Fig. 6. Size exclusion chromatography of purified HEβ. The elution profile in a Bio-Gel A column of HEβ and proteins of known M_r as standards [thyroglobulin (thy; 670 000 Da), bovine γ-globulin (ggb; 158 000 Da), chicken ovalbumin (ova; 44 000 Da), equine myoglobin (myo; 17 000 Da) and vitamin B-12 (b-12; 1350 Da)] is shown. Elution of the M_r standards was monitored by UV absorption at 280 nm (open circles), whereas HEβ was detected by western blotting with anti-E-tag mAb–POD.

Fig. 7. Electron microscopy of C-IgAP. Electron micrographs (×60 000) of HEβ samples (0.5 mg/ml) stained with (A) 2% ammonium molybdate or (B) 2% uranyl acetate. The white bar corresponds to 35 nm. Images 1 and 2 were magnified from (A), and images 3 and 4 were magnified from (B). The black bar corresponds to 10 nm.
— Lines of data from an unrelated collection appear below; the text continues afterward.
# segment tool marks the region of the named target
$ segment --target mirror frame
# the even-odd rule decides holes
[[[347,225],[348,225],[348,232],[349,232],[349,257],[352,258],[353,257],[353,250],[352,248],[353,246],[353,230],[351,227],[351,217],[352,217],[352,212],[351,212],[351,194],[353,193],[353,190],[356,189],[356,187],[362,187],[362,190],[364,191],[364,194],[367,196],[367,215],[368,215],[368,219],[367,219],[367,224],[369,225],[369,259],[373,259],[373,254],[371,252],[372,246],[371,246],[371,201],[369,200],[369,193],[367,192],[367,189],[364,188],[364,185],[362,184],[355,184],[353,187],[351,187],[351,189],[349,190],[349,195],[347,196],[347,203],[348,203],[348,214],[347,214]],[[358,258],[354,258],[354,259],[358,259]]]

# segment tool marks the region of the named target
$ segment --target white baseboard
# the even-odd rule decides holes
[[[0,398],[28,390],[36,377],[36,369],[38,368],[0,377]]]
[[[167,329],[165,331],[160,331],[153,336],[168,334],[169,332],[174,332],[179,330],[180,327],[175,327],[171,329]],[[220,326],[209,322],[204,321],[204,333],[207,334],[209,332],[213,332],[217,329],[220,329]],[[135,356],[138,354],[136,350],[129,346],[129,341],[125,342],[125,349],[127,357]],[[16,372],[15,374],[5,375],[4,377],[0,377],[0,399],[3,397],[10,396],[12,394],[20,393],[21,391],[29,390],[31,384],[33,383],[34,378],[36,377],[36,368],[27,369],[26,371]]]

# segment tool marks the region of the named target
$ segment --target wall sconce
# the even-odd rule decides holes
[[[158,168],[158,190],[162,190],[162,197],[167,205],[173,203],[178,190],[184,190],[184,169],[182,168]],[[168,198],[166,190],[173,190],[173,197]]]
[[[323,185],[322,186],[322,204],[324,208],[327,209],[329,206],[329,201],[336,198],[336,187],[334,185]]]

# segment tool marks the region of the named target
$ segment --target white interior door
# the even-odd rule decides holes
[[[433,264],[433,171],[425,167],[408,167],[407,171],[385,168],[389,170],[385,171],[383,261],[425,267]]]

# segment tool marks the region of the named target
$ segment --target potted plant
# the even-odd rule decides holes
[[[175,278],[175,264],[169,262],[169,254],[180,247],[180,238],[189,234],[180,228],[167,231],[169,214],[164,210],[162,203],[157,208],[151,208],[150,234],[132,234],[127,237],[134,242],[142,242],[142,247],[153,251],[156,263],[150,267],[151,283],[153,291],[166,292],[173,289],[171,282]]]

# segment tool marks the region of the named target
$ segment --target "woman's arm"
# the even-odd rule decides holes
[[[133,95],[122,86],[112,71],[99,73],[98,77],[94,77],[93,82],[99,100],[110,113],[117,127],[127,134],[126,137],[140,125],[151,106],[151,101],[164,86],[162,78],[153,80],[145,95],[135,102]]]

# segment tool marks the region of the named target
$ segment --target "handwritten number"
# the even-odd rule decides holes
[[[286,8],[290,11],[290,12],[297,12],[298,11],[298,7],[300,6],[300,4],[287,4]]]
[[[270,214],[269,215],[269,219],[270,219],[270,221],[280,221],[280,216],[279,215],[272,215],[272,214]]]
Fig. 8. Interference in the translocation of N-domains. (A) The C-IgAP hybrids Hβ and FvHβ were co-expressed (or expressed independently) in E.coli UT5600 cells. These cells were shocked with 10 mM EDTA or incubated with trypsin (1 µg/ml) as indicated (+). The digestion of Hβ and FvHβ was monitored by western blots using anti-His or anti- E-tag mAbs. The amount of OmpA (detected with rabbit anti-OmpA serum) was used as a loading control. (B) The subcellular location of Hβ and FvHβ in E.coli UT5600 cells producing Hβ alone or in combination with FvHβ is shown. The total protein extracts from these E.coli cells were separated into soluble (S), inner membrane (IM) and outer membrane (OM) protein fractions, as described previously (Veiga et al., 1999). OmpA was used as a control of the OM fractions. The proteins were detected by western blot as in (A).

Fig. 9. Model for AT secretion. The AT proteins assemble as a ring-shaped oligomeric complex in the bacterial OM. A minimum of six monomers assemble in this complex. The N-terminal passenger domains (P) are depicted as ovals and the C-terminal transporter domain as cylinders anchored in the OM lipid bilayer. The N-domains are translocated from the periplasm (left) to the external medium (right) by passing through the central hydrophilic pore formed by an AT oligomeric complex.